Overview of the DVB Workout
The DVB workout is named after Navy SEAL David Vanbuskirk, who died in a rescue mission in 2013. It was created in his honor and is a challenging workout that involves a combination of running, weightlifting, and bodyweight exercises. The workout has not been used in any CrossFit Games, semifinals/regionals, or open competitions.
DVB Workout: Workout Description
- 1-mile run
- 10 rounds of:
- 8 dumbbell power cleans (35/25 lb)
- 8 dumbbell front squats (35/25 lb)
- 1 rope climb (15 ft)
- 1-mile run
The workout is timed, and the goal is to complete it as fast as possible. The recommended weights for the dumbbell power cleans and front squats are 35/25 lb. The rope climb is 15 ft high.
DVB Workout: Workout Variations/Scaling Options
The DVB workout is a challenging workout that requires a certain level of fitness. Here are some scaling options for those who need them:
- Reduce the weight of the dumbbells
- Reduce the height of the rope climb
- Substitute the rope climb with pull-ups or ring rows
It is important to choose a scaling option that still provides a challenge but is achievable.

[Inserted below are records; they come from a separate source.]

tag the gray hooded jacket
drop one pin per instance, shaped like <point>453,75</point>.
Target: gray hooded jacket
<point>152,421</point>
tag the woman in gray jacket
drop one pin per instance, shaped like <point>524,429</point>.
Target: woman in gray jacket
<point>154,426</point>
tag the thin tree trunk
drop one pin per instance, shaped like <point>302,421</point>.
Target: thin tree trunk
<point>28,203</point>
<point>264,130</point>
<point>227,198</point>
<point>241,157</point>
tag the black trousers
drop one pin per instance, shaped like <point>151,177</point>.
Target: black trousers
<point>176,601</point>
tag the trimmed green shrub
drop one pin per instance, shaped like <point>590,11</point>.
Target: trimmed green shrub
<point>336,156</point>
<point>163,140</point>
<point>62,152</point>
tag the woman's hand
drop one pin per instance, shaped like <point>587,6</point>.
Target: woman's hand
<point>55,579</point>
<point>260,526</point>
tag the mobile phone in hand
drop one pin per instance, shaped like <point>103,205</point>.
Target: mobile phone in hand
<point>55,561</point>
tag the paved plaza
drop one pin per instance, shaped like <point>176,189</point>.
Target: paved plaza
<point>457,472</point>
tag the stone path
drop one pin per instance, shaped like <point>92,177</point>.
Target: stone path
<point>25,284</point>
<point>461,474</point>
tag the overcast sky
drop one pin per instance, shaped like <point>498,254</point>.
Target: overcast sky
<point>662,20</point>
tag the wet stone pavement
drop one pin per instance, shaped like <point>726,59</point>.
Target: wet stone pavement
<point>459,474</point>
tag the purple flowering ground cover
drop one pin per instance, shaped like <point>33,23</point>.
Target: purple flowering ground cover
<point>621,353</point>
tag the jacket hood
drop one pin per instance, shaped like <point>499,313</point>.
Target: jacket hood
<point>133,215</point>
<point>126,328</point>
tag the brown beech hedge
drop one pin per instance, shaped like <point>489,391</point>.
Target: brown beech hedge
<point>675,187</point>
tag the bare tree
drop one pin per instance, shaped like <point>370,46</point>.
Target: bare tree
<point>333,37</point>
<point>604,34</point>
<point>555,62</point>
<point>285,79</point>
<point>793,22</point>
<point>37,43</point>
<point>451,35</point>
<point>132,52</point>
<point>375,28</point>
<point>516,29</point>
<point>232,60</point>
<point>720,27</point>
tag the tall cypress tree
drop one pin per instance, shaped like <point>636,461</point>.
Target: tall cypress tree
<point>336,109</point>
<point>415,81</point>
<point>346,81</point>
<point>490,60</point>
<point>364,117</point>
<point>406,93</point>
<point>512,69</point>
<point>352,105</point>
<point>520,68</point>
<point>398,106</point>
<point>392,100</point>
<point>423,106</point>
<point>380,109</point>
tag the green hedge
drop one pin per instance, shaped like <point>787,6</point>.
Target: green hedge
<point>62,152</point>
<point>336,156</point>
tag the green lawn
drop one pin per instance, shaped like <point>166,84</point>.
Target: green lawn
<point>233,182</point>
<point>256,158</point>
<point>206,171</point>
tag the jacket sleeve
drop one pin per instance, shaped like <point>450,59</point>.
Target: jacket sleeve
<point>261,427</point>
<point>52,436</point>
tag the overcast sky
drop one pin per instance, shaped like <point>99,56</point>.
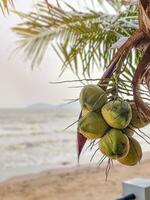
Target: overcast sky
<point>19,85</point>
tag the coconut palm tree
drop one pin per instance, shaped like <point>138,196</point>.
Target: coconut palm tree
<point>117,42</point>
<point>5,5</point>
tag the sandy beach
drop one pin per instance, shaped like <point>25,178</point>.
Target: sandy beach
<point>77,183</point>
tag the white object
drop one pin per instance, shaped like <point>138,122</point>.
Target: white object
<point>139,187</point>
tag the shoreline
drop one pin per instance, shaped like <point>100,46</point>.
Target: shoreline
<point>73,183</point>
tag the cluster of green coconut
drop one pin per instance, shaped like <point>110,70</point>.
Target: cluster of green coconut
<point>113,123</point>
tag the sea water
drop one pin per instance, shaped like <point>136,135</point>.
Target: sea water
<point>32,140</point>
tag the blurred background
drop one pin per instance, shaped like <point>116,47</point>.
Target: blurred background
<point>33,112</point>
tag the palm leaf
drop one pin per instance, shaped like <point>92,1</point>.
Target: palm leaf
<point>5,5</point>
<point>80,38</point>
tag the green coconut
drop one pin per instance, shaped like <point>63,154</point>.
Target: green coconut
<point>84,111</point>
<point>114,144</point>
<point>128,131</point>
<point>92,126</point>
<point>134,155</point>
<point>92,97</point>
<point>117,114</point>
<point>138,120</point>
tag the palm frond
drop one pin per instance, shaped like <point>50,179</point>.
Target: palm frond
<point>79,38</point>
<point>5,5</point>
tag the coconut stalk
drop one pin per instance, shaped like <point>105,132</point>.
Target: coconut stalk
<point>139,39</point>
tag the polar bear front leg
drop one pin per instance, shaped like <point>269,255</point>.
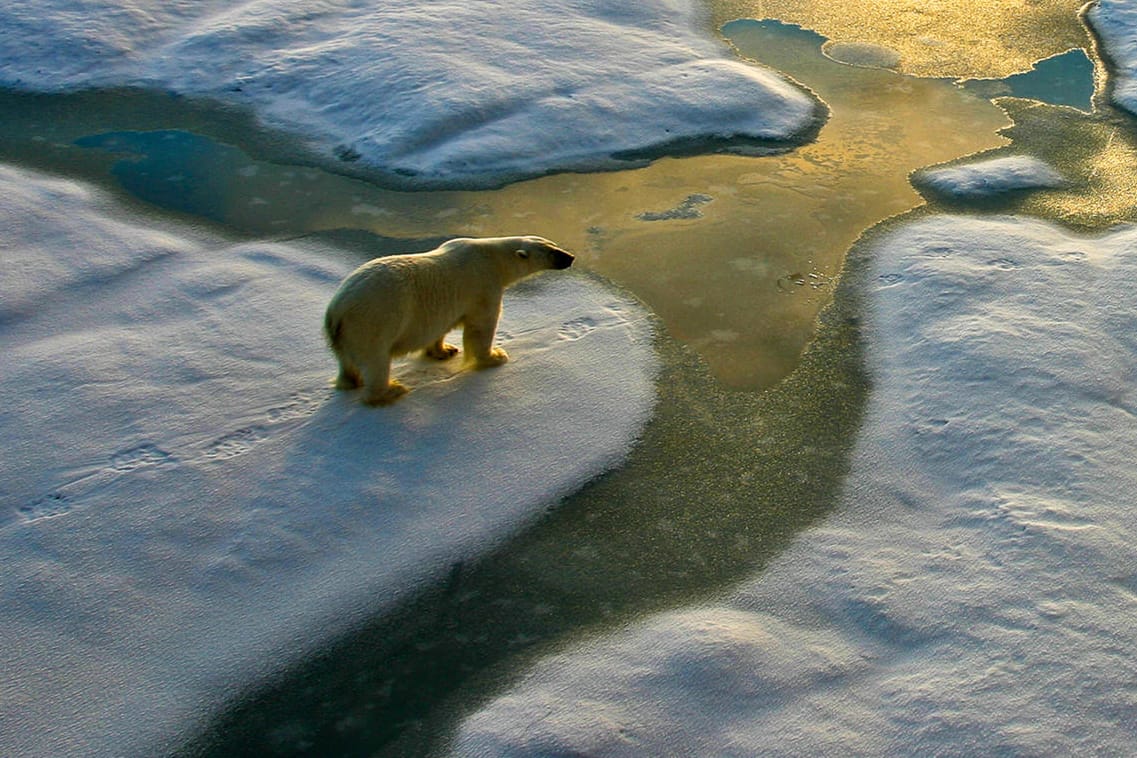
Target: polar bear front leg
<point>478,340</point>
<point>441,350</point>
<point>379,388</point>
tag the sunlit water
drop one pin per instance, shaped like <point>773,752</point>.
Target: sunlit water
<point>736,255</point>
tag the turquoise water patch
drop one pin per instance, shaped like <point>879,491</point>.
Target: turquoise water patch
<point>1062,80</point>
<point>173,168</point>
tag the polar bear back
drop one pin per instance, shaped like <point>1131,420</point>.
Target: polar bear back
<point>413,299</point>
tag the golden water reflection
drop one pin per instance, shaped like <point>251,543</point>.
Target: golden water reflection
<point>741,276</point>
<point>737,255</point>
<point>935,38</point>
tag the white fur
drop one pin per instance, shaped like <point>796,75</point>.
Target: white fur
<point>397,305</point>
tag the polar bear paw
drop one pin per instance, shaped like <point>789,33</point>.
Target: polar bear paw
<point>386,396</point>
<point>496,357</point>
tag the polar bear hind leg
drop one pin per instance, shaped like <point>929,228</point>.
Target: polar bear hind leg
<point>379,388</point>
<point>478,340</point>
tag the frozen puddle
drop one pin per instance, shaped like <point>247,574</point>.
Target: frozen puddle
<point>976,591</point>
<point>189,507</point>
<point>470,94</point>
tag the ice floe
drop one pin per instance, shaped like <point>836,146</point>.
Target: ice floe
<point>429,94</point>
<point>976,592</point>
<point>989,177</point>
<point>1115,23</point>
<point>188,505</point>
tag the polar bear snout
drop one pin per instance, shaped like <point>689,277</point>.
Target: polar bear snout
<point>562,258</point>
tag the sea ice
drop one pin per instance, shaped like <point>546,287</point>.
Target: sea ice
<point>985,178</point>
<point>428,94</point>
<point>188,505</point>
<point>1115,23</point>
<point>976,591</point>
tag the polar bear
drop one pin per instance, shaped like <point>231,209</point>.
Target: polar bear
<point>397,305</point>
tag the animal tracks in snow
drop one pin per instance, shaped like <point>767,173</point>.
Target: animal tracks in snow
<point>151,457</point>
<point>612,314</point>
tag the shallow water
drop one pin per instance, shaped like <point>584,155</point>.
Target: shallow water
<point>746,301</point>
<point>736,255</point>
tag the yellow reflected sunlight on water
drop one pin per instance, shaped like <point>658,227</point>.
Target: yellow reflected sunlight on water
<point>743,276</point>
<point>935,38</point>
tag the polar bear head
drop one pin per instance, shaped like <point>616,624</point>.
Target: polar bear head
<point>515,257</point>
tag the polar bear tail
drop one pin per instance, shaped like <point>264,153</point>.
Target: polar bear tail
<point>333,330</point>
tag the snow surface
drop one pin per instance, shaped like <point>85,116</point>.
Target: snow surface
<point>471,92</point>
<point>985,178</point>
<point>976,591</point>
<point>188,505</point>
<point>1115,24</point>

DVB Workout: Tips and Strategies
Here are some tips and strategies for completing the DVB workout efficiently and safely:
- Pace yourself during the first mile run to conserve energy for the rounds of dumbbell power cleans, front squats, and rope climbs.
- Break up the rounds into manageable sets to avoid burnout.
- Use your legs to generate power during the dumbbell power cleans and front squats.
- Use your legs to climb the rope instead of relying solely on your arms.
- Take short breaks between rounds to catch your breath and recover.
DVB Workout: Athlete Performance
The DVB workout is a challenging workout that requires a certain level of fitness. Here are some average times for different levels of athletes:
- Beginner: 60-70 minutes
- Intermediate: 45-55 minutes
- Advanced: 35-45 minutes
The DVB workout is a challenging workout that honors the memory of Navy SEAL David Vanbuskirk. It involves a combination of running, weightlifting, and bodyweight exercises and is timed. It is important to choose a scaling option that still provides a challenge but is achievable. By pacing yourself and using proper form, you can complete the workout efficiently and safely.